Remembrance Day in Ottawa

I was in Ottawa for the National Memorial Service on Remembrance Day, November 11, 2008. It's something I've always wanted to do. The service was to start at 11am at the National War Memorial. I got there an hour early to stake out a good spot, but the crowd was already six deep.

I thought I had picked a good spot. It turned out to be probably the worst possible spot to stand. After more people showed up I couldn't see the war memorial where the ceremony was happening. I was also standing right next to the Jumbotron, so I couldn't see that either. At about 10 minutes before 11:00 the parade started.

Of course, the loudest cheers where for the veterans.
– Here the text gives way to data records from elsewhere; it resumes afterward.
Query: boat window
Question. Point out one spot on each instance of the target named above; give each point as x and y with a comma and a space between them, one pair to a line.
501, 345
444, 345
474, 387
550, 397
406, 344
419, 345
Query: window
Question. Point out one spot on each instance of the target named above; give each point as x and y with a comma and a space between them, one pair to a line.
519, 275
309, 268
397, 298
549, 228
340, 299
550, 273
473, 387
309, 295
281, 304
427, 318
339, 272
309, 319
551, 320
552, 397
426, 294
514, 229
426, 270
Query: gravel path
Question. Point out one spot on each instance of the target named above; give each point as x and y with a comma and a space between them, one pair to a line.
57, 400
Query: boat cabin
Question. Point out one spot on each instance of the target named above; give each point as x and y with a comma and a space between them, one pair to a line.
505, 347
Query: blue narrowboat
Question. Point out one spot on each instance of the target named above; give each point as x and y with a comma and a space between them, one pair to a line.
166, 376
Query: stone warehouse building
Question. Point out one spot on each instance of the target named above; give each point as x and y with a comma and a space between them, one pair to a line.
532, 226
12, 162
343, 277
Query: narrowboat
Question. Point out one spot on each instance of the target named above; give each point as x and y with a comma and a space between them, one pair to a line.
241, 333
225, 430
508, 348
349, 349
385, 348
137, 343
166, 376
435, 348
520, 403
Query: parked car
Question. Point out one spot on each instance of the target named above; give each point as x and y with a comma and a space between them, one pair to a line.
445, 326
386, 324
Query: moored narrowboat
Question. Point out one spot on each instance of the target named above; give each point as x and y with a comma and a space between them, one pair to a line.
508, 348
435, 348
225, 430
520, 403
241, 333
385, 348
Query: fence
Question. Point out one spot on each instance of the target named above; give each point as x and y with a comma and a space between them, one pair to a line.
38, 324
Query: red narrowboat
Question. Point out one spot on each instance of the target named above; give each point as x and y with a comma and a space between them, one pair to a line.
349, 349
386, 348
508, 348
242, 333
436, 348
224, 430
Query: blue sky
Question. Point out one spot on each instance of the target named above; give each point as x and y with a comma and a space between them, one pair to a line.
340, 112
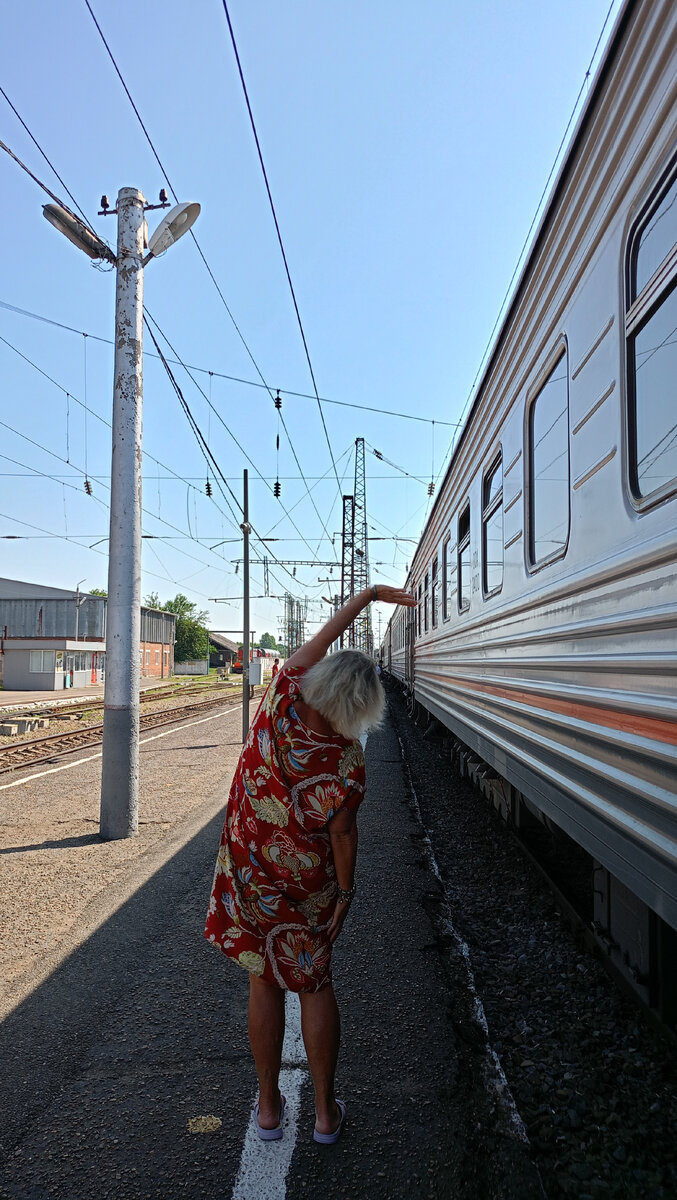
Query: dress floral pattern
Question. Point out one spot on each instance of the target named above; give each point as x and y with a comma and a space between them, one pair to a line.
275, 886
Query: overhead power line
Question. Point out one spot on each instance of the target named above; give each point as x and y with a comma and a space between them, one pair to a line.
280, 237
221, 375
160, 163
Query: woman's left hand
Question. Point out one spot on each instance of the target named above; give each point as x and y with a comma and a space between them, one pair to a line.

Since I didn't have a good view of the war memorial, I didn't get any photos of the actual service. It was attended by the Governor General of Canada, the Prime Minister, the Chief of the Defense Staff, Veteran's Affairs minister, other dignitaries and the Ottawa diplomatic corps. The service was as follows:
  • O Canada
  • Last Post (bugle call)
  • Two minutes silence
  • Rouse (bugle call)
  • Act of Remembrance
  • 21 gun salute
  • In Flanders Fields
  • God Save the Queen
  • March Past
During the Act of Remembrance, the presiding chaplain recites the following words:
They shall grow not old as we are left grow old;
Age shall not weary them nor the years condemn;
At the going down of the sun and in the morning
We will remember them.
Then the crowd replies in unison
We will remember them.
After the service everyone converges on the War Memorial. It was a good crowd, with plenty of young people.

During the two weeks leading up to Remembrance Day, Canadians pin red poppies to their clothes as an act of remembrance. (In fact, I was in a bit of a panic the day before because I had lost my poppy. It fell off my jacket while I was adjusting my camera bag and it blew away. You can't go to a Remembrance Day service without a poppy. It just isn't done. Fortunately I found a bookstore that was selling poppies and I was able to replace it.)

After the memorial service, people leave their poppies on the Tomb of the Unknown Soldier, located at the foot of the National War Memorial. Men and women in uniform would stand to attention and salute the tomb before placing their poppies.

I came back to the memorial later that night.

There were still people putting poppies on the tomb.